The New York Post’s Page Six, which Trump reads, ran a thinly sourced item around this time that said AT&T would look to “neutralize” Zucker, the president of CNN, if the merger went through.

— The editorial boards of several newspapers are expressing alarm about the motives behind the suit:

USA Today says it “smacks of politics”: “Ever since the Nixon administration secretly meddled in antitrust policy, both parties have tried to keep raw partisan politics out of it. Presidents appoint certain types of lawyers to head the Justice Department and Federal Trade Commission antitrust units, then leave them alone to conduct independent reviews that follow the facts and the law. At least that was the practice until Trump became president. . . . None of this makes any sense outside of political vendettas. Turner Broadcasting is fairly small potatoes in terms of market power. . . . If the AT&T-Time Warner case goes to court, the administration is highly likely to lose, but not before wasting a lot of taxpayer and shareholder money on legal fees in the process.”

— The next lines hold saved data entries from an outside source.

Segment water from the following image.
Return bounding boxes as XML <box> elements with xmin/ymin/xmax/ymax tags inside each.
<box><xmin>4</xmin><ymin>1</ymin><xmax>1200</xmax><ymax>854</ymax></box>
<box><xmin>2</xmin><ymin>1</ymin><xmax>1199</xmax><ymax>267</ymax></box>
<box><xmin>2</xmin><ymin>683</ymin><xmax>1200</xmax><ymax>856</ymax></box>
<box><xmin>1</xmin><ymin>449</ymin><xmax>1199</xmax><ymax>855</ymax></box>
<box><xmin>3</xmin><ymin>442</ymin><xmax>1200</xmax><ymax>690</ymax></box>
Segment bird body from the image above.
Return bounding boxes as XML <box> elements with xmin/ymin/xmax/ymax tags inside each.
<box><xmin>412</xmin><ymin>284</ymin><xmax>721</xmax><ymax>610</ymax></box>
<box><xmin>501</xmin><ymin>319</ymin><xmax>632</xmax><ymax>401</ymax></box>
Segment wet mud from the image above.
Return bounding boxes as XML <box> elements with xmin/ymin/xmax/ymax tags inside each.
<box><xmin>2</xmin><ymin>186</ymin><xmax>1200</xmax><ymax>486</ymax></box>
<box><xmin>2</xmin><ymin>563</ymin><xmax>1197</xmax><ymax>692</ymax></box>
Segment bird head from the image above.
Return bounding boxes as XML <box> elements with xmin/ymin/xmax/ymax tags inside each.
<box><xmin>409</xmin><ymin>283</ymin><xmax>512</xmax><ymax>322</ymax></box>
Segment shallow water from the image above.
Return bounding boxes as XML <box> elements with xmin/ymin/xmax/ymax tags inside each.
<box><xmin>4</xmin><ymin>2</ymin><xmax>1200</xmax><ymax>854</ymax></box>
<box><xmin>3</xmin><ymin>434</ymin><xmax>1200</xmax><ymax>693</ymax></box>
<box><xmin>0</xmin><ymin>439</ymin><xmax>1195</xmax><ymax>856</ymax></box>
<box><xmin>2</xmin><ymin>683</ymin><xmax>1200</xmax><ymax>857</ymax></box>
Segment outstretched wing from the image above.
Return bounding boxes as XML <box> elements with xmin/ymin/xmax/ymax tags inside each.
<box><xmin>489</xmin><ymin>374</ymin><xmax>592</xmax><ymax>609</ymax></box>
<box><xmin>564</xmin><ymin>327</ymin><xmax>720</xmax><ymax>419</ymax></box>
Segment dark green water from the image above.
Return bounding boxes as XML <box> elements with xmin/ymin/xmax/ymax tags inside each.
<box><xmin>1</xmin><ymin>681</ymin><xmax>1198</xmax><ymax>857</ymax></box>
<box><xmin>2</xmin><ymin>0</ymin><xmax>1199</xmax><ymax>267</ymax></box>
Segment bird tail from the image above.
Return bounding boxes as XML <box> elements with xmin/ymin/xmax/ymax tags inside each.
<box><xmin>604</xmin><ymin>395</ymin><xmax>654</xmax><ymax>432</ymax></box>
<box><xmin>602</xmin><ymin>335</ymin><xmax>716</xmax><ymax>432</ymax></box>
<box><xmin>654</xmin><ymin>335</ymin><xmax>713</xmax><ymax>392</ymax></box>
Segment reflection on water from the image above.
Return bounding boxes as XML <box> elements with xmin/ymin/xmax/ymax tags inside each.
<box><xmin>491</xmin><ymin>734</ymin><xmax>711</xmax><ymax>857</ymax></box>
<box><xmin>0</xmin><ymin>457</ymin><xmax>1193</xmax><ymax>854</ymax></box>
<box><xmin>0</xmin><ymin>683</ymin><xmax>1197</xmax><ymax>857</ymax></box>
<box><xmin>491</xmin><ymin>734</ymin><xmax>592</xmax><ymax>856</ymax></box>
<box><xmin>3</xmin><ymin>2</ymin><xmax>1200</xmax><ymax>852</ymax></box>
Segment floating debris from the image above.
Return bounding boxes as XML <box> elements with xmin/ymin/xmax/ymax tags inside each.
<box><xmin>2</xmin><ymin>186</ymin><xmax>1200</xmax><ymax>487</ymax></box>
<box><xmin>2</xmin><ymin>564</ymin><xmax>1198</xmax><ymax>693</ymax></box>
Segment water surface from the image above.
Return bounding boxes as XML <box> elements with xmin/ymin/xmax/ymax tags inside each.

The Chicago Sun-Times frets that “Trump is behaving again like a tin-pot dictator, trying to punish a media company that has dared to cover him honestly, aggressively and accurately”: “The president has called on the Justice Department to open an investigation into bogus scandals involving . . . his opponent in last year’s election. As a candidate, Trump threatened Jeff Bezos, the owner of The Washington Post, with ‘such problems’ once he got elected. Just last month, Trump threatened to look into pulling NBC’s broadcasting license after the network reported that the president was contemplating a dramatic increase in the nation’s nuclear arsenal. . . . When Trump threatens to use the powers of government against his critics and foes, as if a federal agency were just a weapon for his personal use, he makes it tough for anybody to believe that any major policy decision by his administration is being judged on its merits.”

The Washington Post Editorial Board is calling for congressional hearings: “The acquisition may pose legitimate antitrust concerns – but Mr. Trump’s behavior raises the specter of political retaliation, which in turn increases the need for transparency . . . The Senate subcommittee on antitrust, competition policy and consumer rights should exercise its oversight responsibility and convene a hearing on the matter. If the White House exerted improper influence over the Justice Department in the interest of punishing a political enemy, the public has a right to know. If suspicions are unfounded, then a hearing will work to dispel them. The White House has put itself in a position where the nation may reasonably presume bad faith. If it wants trust, it must now earn it.”

— The former chief White House ethics lawyer under George W. Bush weighed in on Twitter Tuesday morning:

Richard W. Painter tweeted “The entire point of the DOJ suit against the ATT -Time Warner deal is to retaliate against CNN, force sale to Rupert Murdoch. Congress must investigate now!”